The reasons for this ironical statement were (to my mind) ignoble; first of all he resented my musical ability, secondly, my literary skill shamed him, for as he had put before me a badly composed circular letter, telling me to copy it one hundred times, I quite naturally improved the English.—However, I admitted the charge of insubordination, and we parted quite amicably.
It was still winter, and I was utterly without promise of employment. In this extremity, I went to the Y. M. C. A. (which had for one of its aims the assistance of young men out of work) and confided my homelessness to the secretary, a capital young fellow who knew enough about men to recognize that I was not a "bum." He offered me the position of night-watch and gave me a room and cot at the back of his office. These were dark hours!
During the day I continued to pace the streets. Occasionally some little job like raking up a yard would present itself, and so I was able to buy a few rolls, and sometimes I indulged in milk and meat. I lived along from noon to noon in presentable condition, but I was always hungry. For four days I subsisted on five cents worth of buns.
Having left my home for the purpose of securing experience in the world, I had this satisfaction—I was getting it! Very sweet and far away seemed all that beautiful life with Alice and Burton and Hattie at the Seminary, something to dream over, to regret, to versify, something which the future (at this moment) seemed utterly incapable of reproducing. I still corresponded with several of my classmates, but was careful to conceal the struggle that I was undergoing. I told them only of my travels and my reading.

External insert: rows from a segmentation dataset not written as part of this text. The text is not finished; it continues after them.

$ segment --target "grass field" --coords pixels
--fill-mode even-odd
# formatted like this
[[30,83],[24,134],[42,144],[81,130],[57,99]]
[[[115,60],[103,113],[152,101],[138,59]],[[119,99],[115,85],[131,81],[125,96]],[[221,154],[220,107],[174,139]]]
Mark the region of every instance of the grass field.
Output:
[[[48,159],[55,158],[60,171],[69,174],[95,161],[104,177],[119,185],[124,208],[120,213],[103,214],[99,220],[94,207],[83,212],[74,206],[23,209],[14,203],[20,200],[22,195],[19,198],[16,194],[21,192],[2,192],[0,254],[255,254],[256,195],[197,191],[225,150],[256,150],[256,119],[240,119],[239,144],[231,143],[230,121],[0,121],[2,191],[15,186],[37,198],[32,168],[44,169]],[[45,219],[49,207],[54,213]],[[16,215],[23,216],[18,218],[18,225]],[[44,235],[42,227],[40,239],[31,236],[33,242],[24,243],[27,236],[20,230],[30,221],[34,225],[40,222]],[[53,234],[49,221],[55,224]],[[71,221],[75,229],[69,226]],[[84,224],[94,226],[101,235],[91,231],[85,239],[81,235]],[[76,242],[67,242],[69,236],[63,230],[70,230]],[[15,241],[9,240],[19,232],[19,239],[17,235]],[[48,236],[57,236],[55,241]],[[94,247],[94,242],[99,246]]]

As the ironical jobber remarked, I had a good voice, and upon being invited to accompany the Band of Hope which went to sing and pray in the County Jail, I consented, at least I took part in the singing. In this way I partly paid the debt I owed the Association, and secured some vivid impressions of prison life which came into use at a later time. My three associates in this work were a tinner, a clothing salesman and a cabinet maker. More and more I longed for the spring, for with it I knew would come seeding, building and a chance for me.
At last in the midst of a grateful job of raking up yards and planting shrubs, I heard the rat-tat-tat of a hammer, and resolved upon a bold plan. I decided to become a carpenter, justifying myself by reference to my apprenticeship to my grandfather. One fine April morning I started out towards the suburbs, and at every house in process of construction approached the boss and asked for a job. Almost at once I found encouragement. "Yes, but where are your tools?"
In order to buy the tools I must work, work at anything. Therefore, at the next place I asked if there was any rough labor required around the house. The foreman replied: "Yes, there is some grading to be done." Accordingly I set to work with a wheelbarrow, grading the bank around the almost completed building. This was hard work, the crudest form of manual labor, but I grappled with it desperately, knowing that the pay (a dollar and a half a day) would soon buy a kit of tools.
Oh, that terrible first day! The heavy shovel blistered my hands and lamed my wrists. The lifting of the heavily laden wheelbarrow strained my back and shoulders. Half-starved and weak, quite unfitted for sustained effort of this kind, I struggled on, and at the end of an interminable afternoon staggered home to my cot. The next morning came soon,—too soon. I was not merely lame, I was lacerated. My muscles seemed to have been torn asunder, but I toiled (or made a show of toiling) all the second day. On the warrant of my wages I borrowed twenty-five cents of a friend and with this bought a meat dinner which helped me through another afternoon.
The third day was less painful and by the end of the week, I was able to do anything required of me. Upon receiving my pay I went immediately to the hardware store and bought a set of tools and a carpenter's apron, and early on Monday morning sallied forth in the opposite direction as a carpenter seeking a job. I soon came to a big frame house in course of construction. "Do you need another hand?" I asked. "Yes," replied the boss. "Take hold, right here, with this man."
"This man" turned out to be a Swede, a good-natured fellow, who made no comment on my deficiencies. We sawed and hammered together in very friendly fashion for a week, and I made rapid gains in strength and skill and took keen pleasure in my work. The days seemed short and life promising and as I was now getting two dollars per day, I moved out of my charity bed and took a room in a decayed mansion in the midst of a big lawn. My bearing became confident and easy. Money had straightened my back.